Local media reports said a lieutenant colonel in command of the Daglica battalion was among those killed.

“Two of our armored vehicles suffered heavy damage after the detonation of hand-made explosives on the road. As a result of the blast, there were martyrs and wounded among our heroic armed comrades,” the military statement said.


A security source said that after the militants detonated explosives along the road, a clash broke out between the soldiers and fighters from the PKK.

Davutoglu chaired an emergency meeting with military and intelligence chiefs on Sunday night in Ankara following the attack, cutting short a visit to the city of Konya.

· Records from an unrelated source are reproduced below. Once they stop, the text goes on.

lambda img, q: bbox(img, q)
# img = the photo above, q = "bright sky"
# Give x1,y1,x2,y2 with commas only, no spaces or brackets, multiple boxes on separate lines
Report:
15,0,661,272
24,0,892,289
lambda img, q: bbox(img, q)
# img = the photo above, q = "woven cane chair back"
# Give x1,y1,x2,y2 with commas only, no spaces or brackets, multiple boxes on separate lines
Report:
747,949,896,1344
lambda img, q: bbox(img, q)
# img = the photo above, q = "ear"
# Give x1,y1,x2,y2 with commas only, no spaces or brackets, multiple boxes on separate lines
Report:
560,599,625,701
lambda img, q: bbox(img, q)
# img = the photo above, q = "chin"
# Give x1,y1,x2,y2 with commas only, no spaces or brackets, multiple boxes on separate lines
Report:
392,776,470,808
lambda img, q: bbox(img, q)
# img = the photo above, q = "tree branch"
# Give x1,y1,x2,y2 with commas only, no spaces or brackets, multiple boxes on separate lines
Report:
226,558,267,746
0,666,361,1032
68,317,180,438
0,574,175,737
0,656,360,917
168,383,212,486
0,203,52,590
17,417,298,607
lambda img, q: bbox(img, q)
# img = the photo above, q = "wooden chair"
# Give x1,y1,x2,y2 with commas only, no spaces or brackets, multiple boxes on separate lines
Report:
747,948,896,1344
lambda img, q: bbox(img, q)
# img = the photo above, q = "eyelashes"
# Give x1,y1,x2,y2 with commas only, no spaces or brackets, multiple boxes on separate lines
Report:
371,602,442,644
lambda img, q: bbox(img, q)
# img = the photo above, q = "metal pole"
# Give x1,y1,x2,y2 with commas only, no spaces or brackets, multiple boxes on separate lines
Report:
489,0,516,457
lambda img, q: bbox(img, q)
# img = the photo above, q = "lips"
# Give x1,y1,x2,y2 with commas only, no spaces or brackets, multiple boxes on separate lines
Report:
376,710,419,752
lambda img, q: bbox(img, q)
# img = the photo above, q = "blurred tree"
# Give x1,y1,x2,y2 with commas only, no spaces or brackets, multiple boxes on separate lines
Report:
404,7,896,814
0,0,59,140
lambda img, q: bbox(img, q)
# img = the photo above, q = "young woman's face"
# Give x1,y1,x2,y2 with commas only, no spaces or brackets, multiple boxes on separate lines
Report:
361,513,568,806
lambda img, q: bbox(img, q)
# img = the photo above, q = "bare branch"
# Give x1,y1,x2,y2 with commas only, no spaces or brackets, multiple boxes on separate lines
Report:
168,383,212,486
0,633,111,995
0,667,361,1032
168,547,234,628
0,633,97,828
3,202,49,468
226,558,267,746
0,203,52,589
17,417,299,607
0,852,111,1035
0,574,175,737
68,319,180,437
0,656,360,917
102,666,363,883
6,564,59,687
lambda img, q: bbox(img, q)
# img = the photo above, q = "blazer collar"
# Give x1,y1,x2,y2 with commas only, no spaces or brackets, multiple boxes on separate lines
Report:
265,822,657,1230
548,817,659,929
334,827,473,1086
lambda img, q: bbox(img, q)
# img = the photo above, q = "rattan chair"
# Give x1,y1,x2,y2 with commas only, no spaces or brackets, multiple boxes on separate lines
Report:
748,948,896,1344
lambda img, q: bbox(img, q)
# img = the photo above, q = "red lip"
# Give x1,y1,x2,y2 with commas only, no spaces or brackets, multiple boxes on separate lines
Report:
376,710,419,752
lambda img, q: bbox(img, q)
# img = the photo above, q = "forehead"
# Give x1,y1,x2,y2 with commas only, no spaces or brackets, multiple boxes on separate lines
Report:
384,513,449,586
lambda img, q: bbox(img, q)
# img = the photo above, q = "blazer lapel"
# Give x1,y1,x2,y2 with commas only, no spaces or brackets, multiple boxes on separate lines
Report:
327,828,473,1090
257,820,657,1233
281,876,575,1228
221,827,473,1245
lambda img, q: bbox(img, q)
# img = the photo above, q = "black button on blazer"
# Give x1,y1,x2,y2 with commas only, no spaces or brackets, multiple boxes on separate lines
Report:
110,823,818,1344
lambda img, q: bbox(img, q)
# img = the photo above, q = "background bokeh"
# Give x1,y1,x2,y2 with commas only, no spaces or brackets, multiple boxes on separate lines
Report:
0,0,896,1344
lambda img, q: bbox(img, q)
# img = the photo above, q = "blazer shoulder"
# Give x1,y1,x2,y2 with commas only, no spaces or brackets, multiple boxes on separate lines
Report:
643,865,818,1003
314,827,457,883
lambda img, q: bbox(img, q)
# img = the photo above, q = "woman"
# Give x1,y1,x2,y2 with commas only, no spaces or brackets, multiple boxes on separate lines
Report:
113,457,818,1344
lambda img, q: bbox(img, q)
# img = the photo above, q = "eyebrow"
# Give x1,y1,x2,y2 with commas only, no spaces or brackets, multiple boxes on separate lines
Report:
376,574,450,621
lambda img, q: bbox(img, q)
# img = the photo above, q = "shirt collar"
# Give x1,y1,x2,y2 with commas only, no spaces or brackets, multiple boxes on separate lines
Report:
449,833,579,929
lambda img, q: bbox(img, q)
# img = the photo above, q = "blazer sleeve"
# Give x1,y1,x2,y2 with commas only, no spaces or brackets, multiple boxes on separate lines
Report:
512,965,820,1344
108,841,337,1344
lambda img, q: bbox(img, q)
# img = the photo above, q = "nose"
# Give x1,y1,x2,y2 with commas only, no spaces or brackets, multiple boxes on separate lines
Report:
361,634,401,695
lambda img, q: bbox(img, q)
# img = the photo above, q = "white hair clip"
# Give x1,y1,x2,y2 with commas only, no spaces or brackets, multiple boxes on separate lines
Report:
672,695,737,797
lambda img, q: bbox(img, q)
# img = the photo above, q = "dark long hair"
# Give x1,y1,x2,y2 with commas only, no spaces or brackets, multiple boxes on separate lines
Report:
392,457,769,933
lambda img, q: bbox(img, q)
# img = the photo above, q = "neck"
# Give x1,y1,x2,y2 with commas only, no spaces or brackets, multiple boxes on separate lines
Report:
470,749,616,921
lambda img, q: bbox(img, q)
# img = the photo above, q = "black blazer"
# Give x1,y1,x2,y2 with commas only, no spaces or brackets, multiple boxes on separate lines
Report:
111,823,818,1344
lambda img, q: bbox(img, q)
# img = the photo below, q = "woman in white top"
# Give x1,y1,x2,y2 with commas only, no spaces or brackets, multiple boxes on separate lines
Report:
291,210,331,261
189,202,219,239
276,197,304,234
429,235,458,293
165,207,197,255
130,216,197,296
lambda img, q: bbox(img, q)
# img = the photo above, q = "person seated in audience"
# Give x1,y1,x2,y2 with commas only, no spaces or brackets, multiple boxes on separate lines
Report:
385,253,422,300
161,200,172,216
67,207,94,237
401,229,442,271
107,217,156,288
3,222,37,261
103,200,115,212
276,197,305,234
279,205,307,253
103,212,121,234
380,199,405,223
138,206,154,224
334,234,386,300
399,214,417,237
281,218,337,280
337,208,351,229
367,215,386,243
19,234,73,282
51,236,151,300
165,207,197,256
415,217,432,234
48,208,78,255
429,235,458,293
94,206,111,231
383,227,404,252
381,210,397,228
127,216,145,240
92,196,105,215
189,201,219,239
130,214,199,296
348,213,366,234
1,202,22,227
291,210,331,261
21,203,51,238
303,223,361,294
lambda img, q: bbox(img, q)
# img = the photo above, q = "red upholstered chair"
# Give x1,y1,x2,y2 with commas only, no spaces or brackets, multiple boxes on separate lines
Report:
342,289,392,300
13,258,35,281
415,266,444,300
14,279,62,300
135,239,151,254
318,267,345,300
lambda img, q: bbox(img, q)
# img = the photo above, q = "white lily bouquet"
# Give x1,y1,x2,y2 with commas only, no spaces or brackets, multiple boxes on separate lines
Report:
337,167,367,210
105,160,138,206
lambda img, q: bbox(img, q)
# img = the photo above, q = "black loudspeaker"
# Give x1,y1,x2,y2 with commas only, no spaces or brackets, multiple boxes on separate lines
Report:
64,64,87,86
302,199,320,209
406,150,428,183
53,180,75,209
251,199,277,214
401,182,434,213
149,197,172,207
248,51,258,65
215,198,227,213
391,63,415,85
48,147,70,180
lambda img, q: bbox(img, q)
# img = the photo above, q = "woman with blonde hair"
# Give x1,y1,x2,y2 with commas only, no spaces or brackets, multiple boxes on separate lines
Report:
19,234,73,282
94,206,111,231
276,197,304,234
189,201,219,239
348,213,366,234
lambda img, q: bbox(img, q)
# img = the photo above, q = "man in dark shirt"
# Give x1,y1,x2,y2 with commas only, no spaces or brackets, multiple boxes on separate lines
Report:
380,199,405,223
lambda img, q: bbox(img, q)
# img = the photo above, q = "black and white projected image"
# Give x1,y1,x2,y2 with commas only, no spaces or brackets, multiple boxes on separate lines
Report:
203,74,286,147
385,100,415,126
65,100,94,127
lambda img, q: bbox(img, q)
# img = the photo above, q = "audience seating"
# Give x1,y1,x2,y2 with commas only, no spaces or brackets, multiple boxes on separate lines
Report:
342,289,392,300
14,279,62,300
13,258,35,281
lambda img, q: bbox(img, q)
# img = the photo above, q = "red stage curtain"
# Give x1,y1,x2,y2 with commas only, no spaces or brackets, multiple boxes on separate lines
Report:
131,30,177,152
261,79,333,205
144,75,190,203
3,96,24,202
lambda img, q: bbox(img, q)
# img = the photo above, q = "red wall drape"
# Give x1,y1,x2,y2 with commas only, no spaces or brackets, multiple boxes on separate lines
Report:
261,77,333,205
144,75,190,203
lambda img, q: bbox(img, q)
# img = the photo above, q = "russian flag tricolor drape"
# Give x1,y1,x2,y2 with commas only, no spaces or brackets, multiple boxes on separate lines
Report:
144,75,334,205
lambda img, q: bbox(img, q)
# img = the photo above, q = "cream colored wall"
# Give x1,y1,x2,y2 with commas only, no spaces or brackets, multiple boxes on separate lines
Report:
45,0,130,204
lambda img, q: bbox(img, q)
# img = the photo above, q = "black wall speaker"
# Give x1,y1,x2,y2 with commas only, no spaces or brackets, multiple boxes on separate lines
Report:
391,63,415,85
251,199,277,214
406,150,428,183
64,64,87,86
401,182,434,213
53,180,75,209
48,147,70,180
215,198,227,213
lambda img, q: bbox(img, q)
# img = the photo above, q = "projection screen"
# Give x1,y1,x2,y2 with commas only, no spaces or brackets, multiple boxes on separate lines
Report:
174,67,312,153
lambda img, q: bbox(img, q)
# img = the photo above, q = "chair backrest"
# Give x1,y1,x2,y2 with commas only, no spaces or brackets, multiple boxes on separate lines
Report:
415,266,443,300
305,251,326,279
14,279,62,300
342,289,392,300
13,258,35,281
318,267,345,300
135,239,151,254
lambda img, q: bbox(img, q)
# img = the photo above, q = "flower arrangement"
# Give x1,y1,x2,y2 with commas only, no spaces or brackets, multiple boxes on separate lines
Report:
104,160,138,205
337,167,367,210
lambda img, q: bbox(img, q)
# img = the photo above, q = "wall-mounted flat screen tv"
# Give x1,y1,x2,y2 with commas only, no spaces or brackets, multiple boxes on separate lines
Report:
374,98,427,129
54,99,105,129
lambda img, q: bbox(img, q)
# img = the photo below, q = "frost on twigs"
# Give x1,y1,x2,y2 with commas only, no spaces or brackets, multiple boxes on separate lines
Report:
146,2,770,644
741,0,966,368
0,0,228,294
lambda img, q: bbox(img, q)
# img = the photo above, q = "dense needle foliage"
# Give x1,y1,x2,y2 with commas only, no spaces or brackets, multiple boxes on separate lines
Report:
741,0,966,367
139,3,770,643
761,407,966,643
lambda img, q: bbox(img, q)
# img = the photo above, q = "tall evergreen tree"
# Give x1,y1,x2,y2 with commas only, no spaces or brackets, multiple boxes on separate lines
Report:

“The pain of our security forces who were martyred in the treacherous attack by the separatist terrorist organization sears our hearts,” Erdogan said in a statement.

After he spoke, some 200 people chanting pro-Erdogan slogans attacked the Hurriyet newspaper’s offices in Istanbul, accusing it of misquoting him and implying that the president was trying to gain political capital from the Daglica attack.

Protesters with sticks and stones smashed windows, according to the Dogan news agency, part of the same group as Hurriyet, which has attracted criticism from pro-government circles over its coverage of the conflict.

The PKK launched its insurgency in 1984 with the aim of carving out a state in the mainly Kurdish southeast. It later moderated its goal to strengthening Kurdish political rights.

Some Turks fear Kurds in Syria, backed by the United States in their fight against Islamic state, and Kurds in Iraq, as well as the PKK, harbor ambitions of an independent contiguous Kurdish state.